Paris: 23 people in police custody, after a vast police operation organized at the Champ-de-Mars


Twenty-three people were taken into custody on Tuesday, April 26, after a large police operation organized at Champ-de-Mars, in the 7th arrondissement of Paris. An action carried out in a context where residents and local elected officials denounce the fate reserved for this garden located under the Eiffel Tower.

“The police operation carried out this afternoon on the Champ-de-Mars allowed the placement in custody of 23 street vendors” and “12 people in an irregular situation” but also the seizure of “ 5 tuk-tuks as well as 200 kg of equipment,” said the town hall of the 7th arrondissement, who wished to thank the agents of the Paris police headquarters for this intervention.

A total of 26 reports were drawn up on Tuesday, as part of this vast operation to fight crime and tourist scams.

In the sights of the police: pickpockets, street vendors, unlicensed tuk-tuks and other gamblers.

For several weeks, residents and local elected officials – first and foremost the mayor of the 7th arrondissement Rachida Dati – have deplored that the Champ-de-Mars “is given over to incivility”. “Abandoned, overused for event purposes, given over to incivilities of all kinds, this garden is deteriorating day by day”, had notably regretted the city councilor in a letter addressed to the mayor of Paris Anne Hidalgo.

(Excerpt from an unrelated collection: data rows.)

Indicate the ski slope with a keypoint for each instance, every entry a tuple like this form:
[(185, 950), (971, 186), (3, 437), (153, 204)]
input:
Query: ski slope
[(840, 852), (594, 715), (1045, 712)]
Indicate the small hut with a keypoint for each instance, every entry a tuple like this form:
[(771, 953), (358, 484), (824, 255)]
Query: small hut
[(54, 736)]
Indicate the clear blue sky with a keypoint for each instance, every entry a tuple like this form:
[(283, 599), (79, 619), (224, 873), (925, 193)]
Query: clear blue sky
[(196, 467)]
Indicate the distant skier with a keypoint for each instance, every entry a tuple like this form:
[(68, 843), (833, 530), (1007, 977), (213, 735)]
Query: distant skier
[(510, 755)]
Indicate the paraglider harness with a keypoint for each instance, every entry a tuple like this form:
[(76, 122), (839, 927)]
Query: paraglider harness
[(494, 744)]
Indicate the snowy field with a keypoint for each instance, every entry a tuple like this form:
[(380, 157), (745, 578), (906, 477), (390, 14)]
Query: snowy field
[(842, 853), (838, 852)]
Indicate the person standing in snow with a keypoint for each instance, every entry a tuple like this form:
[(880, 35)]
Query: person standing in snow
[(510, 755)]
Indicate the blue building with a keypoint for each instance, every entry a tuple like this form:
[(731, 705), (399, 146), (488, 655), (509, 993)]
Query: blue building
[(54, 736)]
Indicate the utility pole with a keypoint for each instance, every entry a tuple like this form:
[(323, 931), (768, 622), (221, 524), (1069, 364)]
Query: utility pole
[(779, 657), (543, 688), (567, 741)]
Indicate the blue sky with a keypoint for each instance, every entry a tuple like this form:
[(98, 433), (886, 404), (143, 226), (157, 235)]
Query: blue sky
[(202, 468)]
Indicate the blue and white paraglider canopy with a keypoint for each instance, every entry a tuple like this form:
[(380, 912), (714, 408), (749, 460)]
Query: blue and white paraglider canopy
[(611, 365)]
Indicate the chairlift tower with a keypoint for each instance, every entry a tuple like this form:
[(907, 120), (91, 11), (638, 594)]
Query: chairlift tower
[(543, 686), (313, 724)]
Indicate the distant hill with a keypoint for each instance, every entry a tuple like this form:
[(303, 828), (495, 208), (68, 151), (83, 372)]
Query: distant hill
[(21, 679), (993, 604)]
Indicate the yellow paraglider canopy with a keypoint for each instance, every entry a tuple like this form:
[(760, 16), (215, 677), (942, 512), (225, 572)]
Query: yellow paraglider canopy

Already in mid-April, the mayor of the 7th arrondissement of Paris Rachida Dati demanded from the Parisian municipality that the Champ-de-Mars benefit from “a status of heritage protection in order to sanctify it”. She had also expressed her wish to see the famous closed at night “for obvious security reasons and for ecological reasons”.

For its part, the very active association of the Friends of the Champ-de-Mars, underlined that “since the confinement”, delinquency had increased at the Champ-de-Mars “with in particular the marked presence of bosses of the bonneteau”, listing the “multitudes of barracks”, the “thousands of street vendors” and “gambling scammers” and recalling that the site “is, in fact, the only large Parisian garden to remain open at night”.